Cyberattacks and risk management were analyzed in a recent InformationWeek report. When asked, 18% of respondents report cyberattacks threatened or disrupted their business. Severe weather or natural disaster (15%) and internal failure or failure of an internal system (12%) were also high on the list.
The research shows that 39% of respondents allocate less than 10% of their annual IT budget to cybersecurity. The investment is split between defense (70%), such as technologies and talent expenditures, and rebound (30%), like business continuity, disaster recovery, data backups, cyber insurance and ransom money.
More than half of respondents (51%) said their companies did not experience a significant disruption of any kind. It’s unclear what percentage of respondents may have been lucky and what percentage benefited from as end-user training (62%); identity and access management (58%); encryption (58%); endpoint detection and response (57%) and physical security controls (54%).
Nearly one quarter (23%) of companies surveyed have either never conducted tests or are unsure if their teams have tested with tabletop exercises or other measures.
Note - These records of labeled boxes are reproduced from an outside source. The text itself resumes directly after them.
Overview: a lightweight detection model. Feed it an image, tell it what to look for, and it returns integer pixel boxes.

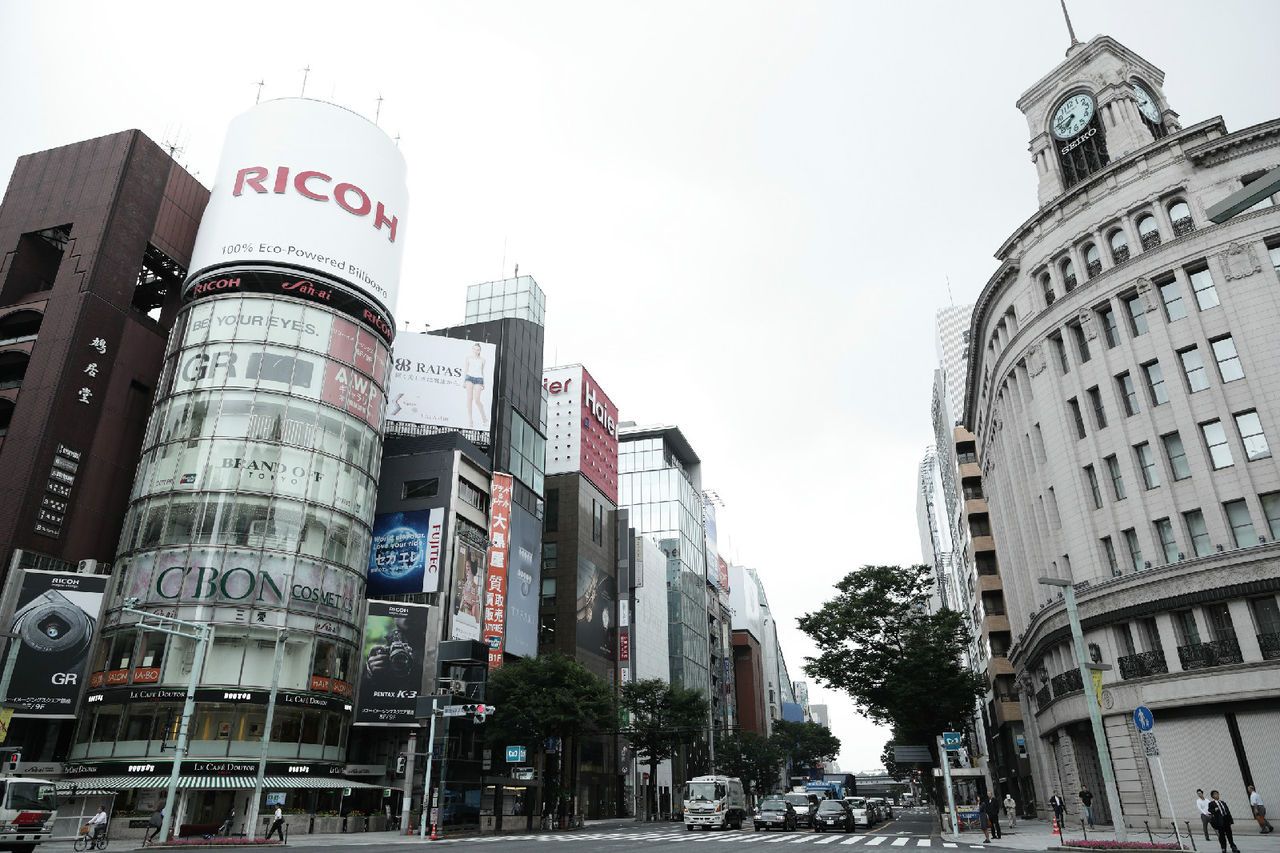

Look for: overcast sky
[0,0,1280,770]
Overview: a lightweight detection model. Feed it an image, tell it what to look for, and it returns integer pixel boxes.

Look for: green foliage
[771,720,840,775]
[485,654,617,745]
[799,566,986,744]
[716,731,786,795]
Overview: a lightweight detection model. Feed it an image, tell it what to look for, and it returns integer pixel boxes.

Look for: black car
[755,797,796,833]
[782,793,818,826]
[813,799,858,833]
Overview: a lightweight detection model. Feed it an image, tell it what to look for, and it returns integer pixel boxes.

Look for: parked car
[755,795,797,833]
[782,792,818,827]
[813,799,858,833]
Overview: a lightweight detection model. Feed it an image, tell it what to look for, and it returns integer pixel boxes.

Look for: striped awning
[58,776,387,797]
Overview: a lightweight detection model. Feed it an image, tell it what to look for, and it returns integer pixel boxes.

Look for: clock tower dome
[1018,36,1181,206]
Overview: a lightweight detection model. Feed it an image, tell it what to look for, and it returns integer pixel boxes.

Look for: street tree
[620,679,710,820]
[799,566,986,752]
[716,731,786,797]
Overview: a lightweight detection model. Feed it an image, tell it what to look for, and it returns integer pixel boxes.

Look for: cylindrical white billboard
[188,97,408,313]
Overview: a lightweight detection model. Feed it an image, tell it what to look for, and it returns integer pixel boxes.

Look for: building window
[1235,411,1271,462]
[1103,453,1125,501]
[1107,228,1129,264]
[1066,397,1084,438]
[1201,420,1235,470]
[401,476,440,501]
[1258,492,1280,542]
[1142,361,1169,406]
[1169,200,1196,237]
[1208,334,1244,382]
[1156,519,1178,564]
[1102,537,1121,578]
[1183,510,1213,557]
[1084,465,1102,510]
[1098,305,1120,350]
[1222,498,1258,548]
[1124,528,1142,571]
[1121,295,1149,338]
[1133,442,1160,489]
[1048,334,1071,377]
[543,489,559,533]
[1138,214,1160,252]
[1187,266,1221,311]
[1157,279,1187,323]
[1116,370,1139,418]
[1178,347,1208,393]
[1160,433,1192,480]
[1084,243,1102,278]
[1084,386,1107,429]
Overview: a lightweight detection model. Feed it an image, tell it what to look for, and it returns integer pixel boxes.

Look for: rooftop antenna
[1059,0,1080,50]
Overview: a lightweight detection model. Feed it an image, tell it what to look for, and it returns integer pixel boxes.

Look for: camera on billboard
[13,589,95,661]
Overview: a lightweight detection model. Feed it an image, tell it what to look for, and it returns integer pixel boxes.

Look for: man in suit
[1208,790,1240,853]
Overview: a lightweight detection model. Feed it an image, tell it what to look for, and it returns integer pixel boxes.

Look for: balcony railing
[1258,631,1280,661]
[1117,649,1169,680]
[1178,637,1244,670]
[1050,670,1084,699]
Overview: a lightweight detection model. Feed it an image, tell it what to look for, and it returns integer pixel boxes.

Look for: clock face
[1053,93,1093,140]
[1129,83,1160,124]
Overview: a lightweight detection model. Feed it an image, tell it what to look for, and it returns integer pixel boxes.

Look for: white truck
[685,776,746,831]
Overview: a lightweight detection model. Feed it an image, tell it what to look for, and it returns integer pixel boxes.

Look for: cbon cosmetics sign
[191,97,408,313]
[543,364,618,503]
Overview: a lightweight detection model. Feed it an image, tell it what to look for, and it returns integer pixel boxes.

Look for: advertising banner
[369,507,444,596]
[9,571,110,720]
[449,539,485,640]
[189,97,408,311]
[577,556,618,661]
[387,333,498,434]
[504,506,543,657]
[484,471,511,670]
[355,601,430,726]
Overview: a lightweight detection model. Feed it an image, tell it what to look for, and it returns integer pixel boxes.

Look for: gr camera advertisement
[355,601,430,726]
[369,507,444,596]
[9,571,109,720]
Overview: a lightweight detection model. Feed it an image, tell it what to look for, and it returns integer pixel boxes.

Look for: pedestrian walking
[1048,790,1066,830]
[1080,785,1093,829]
[983,794,1005,838]
[1208,790,1240,853]
[1196,788,1210,841]
[1249,785,1276,835]
[266,806,284,841]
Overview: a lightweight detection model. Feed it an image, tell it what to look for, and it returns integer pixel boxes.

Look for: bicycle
[72,831,108,853]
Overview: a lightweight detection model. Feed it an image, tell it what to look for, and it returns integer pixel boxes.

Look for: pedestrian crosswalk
[437,830,982,850]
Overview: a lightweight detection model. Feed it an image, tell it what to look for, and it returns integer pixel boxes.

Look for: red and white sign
[543,364,618,505]
[189,97,408,313]
[484,473,511,670]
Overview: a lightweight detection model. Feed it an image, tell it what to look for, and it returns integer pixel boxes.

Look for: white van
[685,776,746,831]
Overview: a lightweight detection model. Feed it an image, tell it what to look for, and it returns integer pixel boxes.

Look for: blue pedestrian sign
[1133,704,1156,731]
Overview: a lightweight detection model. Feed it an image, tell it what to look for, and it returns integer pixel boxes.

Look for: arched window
[1048,92,1110,190]
[1138,214,1160,251]
[1059,257,1075,293]
[1107,228,1129,264]
[1169,199,1196,237]
[1084,243,1102,278]
[0,309,45,346]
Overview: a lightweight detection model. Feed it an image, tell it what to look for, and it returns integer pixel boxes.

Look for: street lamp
[120,598,211,841]
[1038,578,1128,843]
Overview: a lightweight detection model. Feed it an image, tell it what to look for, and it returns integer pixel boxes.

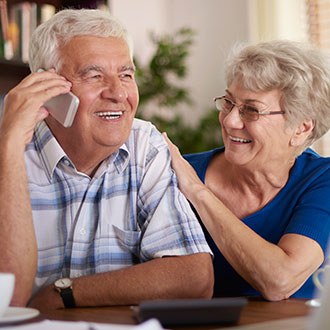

Backups top the list of tools and procedures used by respondents (69%). Half of respondents (50%) report they include misconfigurations in their cyber resilience plans, and 43% include planning for severe weather events.
Nearly half of companies (46%) reported carrying cyber liability insurance either as a standalone policy or as a rider on a larger business insurance policy. Of those with cyber insurance, 84% believe the protection is worth the expense.